Open Access News

News from the open access movement

Monday, January 22, 2007

Searching tables, graphs, and illustrations

Marydee Ojala, Searching Scholarly Tables, Figures, Graphs, and Illustrations with CSA Illustrata, Information Today NewsBreaks, January 22, 2007.

CSA Illustrata is a new resource from CSA that provides deep indexing to the tabular and other graphic information published within scholarly articles. Running on the CSA Illumina platform, CSA Illustrata allows researchers to explicitly search for information presented in tables, charts, graphs, maps, photographs, and other figures. Users can view the full object (including all caption and label text), save marked results, and import the illustrations into presentations, lectures, or research. The first database available in the Illustrata product line is CSA Illustrata: Natural Sciences. Journals from Blackwell Publishing, CSA's development partner, contribute the bulk of the scholarly articles, although other publishers also contributed articles.

This is a product that has been in development for at least 2 years. It was extensively tested, with a "proof of concept" research project headed by Carol Tenopir, Robert J. Sandusky, and Margaret M. Casado (The University of Tennessee-Knoxville)....Their executive summary is online and the 90-page CSA Illustrata White Paper can be requested....

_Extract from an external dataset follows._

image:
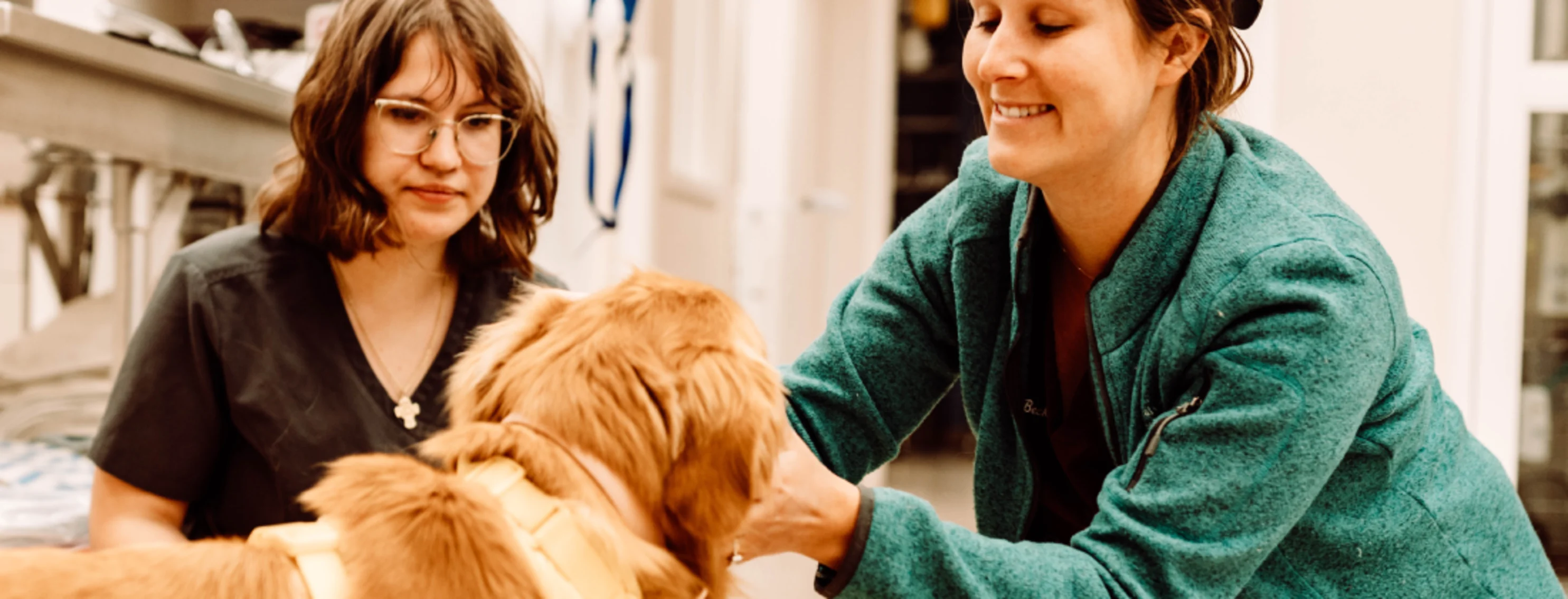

The sticking point, most agree, is price. As one science librarian from a large public university said, "It's seductive, but I wonder if I'll be able to afford it."...

Comment. It's not free to use and apparently it's not even close.  I post the news here mainly to show what's possible.  On the one hand, I hope there will be a free rival one day, optimized for OA literature.  On the other, that's just the flip side of saying that this seems to be a very useful tool.  (I hedge only because I haven't used it.)  CSA is to be commended for taking on this hard problem.

Update. Here's a comment by Matt Cockerill, publisher of BioMed Central. I post it with his permission.

It may be worth noting in passing that CSA Illustrata includes BioMed Central content.

And that this is an interesting example of the value of CC Attribution licenses (such as those used by BMC and PLoS). Unlike the OA options of some other publishers, our CC Attribution license explicitly allows commercial use such as this.

'OA' content from several other publishers cannot be included in Illustrata since they use a non-commercial variant of Creative Commons, making it impossible or impractical for the data to be included in a product without the publisher's consent.

It's seems clear that limiting commercial use in this way is likely to reduce the scope for commercial innovation in developing better tools to access that OA content.